Machine learning from Hurricane Sandy

In this post, we will look on how it is possible to use machine learning to identify areas that are vulnerable to natural disasters. The application is specifically tailored to analyze the damage patterns caused by Hurricane Sandy as it hits the East Coast in the Fall 2012.

As the dataset used was protected by an NDA, I will not be able to fully disclose it, so this write-up will discuss the approach only conceptually and draw insights from a few results.


Identify the primary factors of coastal vulnerability and develop a model to assess and predict expected damages from extreme events. More in detail: Explore the physical and climatic factors determining (or contributing to) NYC buildings damage during Sandy Use machine learning to model and possibly predict expected damages from future Sandy-like events.

Datasets (covered by NDA)

NYC’s physical and social community characteristics as well as climatic risks A categorical characterization of building damages - ranging from 0 (not damaged) to 5 (destroyed and flooded)

Exploratory analysis

First, let us see what the distribution of damages looks like and perhaps explore some preliminary relationships between predictors and damages, as well as analyzing the correlation among predictors.

Damage - Canopy
Damage - Surge
Damage - Elevation
Damage - Distance from Shore

We notice that damages - here expressed on a scale 0 to 5 - are generally greater for: 1) short distance from the shore; 2) low elevation; 3) high surge with respect to the ground level; 4) when the density of street canopy is smaller.

Approach and Models

The above preliminary analyses suggest that there is a set of meaningful predictors whose relationship with building damage can be utilized to build models and eventually make predictions. Here, I explore a number of machine learning classifiers to make a preliminary assessment of the potential of a machine learning approach:

  • Logistic Regression
  • k-Nearest Neighbor (k-NN) classifier
  • Gradient Boosting Trees
  • Random Forest
  • Support Vector Machines (SVM)

I then use precision, recall and f-1 scores to compare model performances.

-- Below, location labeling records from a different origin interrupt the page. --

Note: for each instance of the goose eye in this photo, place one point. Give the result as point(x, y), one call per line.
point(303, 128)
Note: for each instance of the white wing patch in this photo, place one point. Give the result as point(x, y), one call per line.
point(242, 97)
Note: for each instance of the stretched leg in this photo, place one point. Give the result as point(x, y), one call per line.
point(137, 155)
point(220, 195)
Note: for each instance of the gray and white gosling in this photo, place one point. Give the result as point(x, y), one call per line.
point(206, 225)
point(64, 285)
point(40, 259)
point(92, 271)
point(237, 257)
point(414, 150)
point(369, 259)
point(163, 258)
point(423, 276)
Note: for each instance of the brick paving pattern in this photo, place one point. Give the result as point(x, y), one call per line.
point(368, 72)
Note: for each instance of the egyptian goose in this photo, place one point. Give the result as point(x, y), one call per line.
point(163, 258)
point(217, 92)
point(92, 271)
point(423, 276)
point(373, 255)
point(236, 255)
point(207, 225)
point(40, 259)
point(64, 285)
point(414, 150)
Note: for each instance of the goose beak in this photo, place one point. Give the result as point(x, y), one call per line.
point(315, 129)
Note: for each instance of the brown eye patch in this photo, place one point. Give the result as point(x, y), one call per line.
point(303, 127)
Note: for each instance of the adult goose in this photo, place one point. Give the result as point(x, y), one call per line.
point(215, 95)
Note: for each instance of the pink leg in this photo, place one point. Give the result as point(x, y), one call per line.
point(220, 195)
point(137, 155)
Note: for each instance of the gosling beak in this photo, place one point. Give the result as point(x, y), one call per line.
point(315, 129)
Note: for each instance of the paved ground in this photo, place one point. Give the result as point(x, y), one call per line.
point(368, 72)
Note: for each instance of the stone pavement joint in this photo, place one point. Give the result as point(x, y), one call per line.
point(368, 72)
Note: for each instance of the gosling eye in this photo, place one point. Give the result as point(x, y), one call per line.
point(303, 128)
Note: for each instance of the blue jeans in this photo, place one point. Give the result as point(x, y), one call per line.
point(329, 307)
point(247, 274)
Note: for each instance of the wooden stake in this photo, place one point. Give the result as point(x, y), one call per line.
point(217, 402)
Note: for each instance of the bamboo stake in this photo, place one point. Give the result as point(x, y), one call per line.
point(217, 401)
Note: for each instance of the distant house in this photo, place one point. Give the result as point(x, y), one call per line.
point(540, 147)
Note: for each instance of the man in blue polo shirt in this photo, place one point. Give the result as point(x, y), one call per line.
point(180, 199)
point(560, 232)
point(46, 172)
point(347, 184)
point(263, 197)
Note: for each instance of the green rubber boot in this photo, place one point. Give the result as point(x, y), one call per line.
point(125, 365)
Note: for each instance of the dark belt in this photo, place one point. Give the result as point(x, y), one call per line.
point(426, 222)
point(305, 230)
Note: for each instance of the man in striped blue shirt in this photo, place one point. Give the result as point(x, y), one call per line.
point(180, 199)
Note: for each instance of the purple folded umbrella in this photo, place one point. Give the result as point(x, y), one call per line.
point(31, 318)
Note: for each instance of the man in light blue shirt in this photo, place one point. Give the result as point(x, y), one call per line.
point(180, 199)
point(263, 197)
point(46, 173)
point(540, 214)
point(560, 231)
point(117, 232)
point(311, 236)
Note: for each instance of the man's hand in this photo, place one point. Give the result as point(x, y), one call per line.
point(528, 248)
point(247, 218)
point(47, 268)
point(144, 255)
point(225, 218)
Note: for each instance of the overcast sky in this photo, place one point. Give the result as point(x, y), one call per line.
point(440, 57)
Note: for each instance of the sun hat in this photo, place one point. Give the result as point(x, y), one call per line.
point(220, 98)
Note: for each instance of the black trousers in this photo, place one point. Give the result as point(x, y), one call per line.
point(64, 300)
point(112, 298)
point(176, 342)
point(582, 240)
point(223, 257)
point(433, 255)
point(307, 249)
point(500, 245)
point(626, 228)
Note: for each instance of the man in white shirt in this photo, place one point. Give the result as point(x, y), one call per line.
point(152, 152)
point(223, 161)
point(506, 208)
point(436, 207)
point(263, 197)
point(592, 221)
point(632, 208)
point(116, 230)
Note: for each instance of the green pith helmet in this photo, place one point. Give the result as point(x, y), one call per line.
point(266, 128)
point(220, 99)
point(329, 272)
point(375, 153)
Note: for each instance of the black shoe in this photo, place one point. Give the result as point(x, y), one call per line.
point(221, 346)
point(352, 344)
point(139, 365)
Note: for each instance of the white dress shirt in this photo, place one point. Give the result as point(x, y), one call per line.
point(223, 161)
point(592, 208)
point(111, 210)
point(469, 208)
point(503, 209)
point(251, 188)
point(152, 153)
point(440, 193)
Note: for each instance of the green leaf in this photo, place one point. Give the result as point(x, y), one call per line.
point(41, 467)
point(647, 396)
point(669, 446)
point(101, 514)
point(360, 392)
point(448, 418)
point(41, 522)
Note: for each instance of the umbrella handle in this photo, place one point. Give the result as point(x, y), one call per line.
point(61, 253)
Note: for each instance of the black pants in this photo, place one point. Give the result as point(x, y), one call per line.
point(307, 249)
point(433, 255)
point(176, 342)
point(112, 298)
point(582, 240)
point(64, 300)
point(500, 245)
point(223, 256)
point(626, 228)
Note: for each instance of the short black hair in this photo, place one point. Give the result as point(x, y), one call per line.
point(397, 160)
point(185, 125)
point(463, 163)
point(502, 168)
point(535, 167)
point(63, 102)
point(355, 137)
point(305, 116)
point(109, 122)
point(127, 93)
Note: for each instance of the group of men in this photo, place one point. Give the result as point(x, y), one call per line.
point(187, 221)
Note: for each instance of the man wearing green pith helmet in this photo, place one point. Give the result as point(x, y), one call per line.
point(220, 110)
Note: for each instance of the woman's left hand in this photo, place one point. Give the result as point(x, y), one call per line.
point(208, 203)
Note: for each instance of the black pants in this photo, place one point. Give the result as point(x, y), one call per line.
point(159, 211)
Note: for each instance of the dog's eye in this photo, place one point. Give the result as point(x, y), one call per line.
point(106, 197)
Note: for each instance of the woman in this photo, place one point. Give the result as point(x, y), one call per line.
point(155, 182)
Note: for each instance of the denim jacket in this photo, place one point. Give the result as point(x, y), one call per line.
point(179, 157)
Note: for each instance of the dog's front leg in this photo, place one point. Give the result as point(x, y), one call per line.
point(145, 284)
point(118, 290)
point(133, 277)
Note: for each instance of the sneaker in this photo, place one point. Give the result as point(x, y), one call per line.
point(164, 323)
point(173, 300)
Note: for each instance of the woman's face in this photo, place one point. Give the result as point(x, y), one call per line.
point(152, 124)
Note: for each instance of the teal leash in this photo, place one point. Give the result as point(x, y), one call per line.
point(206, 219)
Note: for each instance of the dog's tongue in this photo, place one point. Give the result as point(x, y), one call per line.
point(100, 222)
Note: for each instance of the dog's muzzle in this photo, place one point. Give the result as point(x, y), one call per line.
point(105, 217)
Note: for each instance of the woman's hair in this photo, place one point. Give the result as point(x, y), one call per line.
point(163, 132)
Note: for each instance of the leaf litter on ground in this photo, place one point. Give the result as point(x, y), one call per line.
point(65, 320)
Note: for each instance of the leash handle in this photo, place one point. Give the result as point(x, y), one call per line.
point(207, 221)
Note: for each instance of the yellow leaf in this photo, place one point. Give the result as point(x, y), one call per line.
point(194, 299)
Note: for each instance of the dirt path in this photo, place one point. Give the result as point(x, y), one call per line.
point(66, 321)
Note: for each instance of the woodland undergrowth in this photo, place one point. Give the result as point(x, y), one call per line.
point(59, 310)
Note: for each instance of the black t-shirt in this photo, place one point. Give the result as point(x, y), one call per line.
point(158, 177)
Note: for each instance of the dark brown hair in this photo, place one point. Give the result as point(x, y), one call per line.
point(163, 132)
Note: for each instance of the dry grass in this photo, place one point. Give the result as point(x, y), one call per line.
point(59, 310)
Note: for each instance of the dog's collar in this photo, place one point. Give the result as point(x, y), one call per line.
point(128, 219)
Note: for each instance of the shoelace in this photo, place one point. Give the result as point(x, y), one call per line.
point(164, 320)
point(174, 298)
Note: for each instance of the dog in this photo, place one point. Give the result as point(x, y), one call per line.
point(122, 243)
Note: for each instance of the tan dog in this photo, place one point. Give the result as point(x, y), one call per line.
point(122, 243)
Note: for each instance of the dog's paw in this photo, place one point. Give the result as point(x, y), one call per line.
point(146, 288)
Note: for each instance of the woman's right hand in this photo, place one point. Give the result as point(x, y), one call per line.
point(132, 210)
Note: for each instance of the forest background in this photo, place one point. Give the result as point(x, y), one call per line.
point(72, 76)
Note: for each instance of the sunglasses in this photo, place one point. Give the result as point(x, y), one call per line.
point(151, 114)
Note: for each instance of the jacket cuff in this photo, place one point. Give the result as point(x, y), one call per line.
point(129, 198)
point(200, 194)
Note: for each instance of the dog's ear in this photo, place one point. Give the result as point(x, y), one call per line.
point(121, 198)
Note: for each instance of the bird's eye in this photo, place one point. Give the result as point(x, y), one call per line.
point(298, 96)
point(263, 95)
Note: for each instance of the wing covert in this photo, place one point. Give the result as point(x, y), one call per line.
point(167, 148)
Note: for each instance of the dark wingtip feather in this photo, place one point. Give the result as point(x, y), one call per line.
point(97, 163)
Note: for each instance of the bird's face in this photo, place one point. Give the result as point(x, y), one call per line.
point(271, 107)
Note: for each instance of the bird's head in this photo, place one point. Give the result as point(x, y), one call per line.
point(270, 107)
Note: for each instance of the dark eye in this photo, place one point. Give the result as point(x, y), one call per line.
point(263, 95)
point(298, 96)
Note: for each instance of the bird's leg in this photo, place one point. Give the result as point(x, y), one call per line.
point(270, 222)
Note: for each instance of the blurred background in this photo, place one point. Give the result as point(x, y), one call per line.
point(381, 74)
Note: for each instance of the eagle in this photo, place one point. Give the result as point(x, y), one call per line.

Here, I use an 80-20 train-test split to cross validate (using 100 random runs each) the above models. Resampling was used to address class imbalance and hyperparameters were tuned to improve performance. All validation metrics were adapted for multi-class classification.

Model Comparison

Model Validation

The Random Forest classifier appeared to be the most accurate and robust and was chosen for further development. Validation based on Receiver Operating Characteristic (ROC) curve and confusion matrix is provided below.


The GINI index, which is the best splitting criterion used in Random Forest trees, can also provide a good measure of the relative importance of the damage predictors for the trained model. Here is the feature importance, ranked according to the GINI index, for the selected model. The bar on the histogram represent one standard deviation as calculated from the sample of 100 cross validated runs.


Now that we looked at the metrics, let us see how well we predicted the actual damages on the test set for a subset of the study domain.

observations vs predictions

Well, not every point is perfectly predicted, but the overall picture is spot on!


Last step: how does the rest of the study domain looks like? Here is a map of the Staten Island and Rockaways area.

Predicted domain

Overall, most of the area is colored in blue, which means that no damage to buildings is expected. However, pockets of vulnerability are clearly present, especially in the Rockaways, eastern Staten Island and north-western Staten Island. This is perfectly in line with the areas most hevily hit by Sandy, suggesting that the approach taken can indeed be used to predict damages for future events and/or to assess the effect of mitigation measures.

Written on January 9, 2017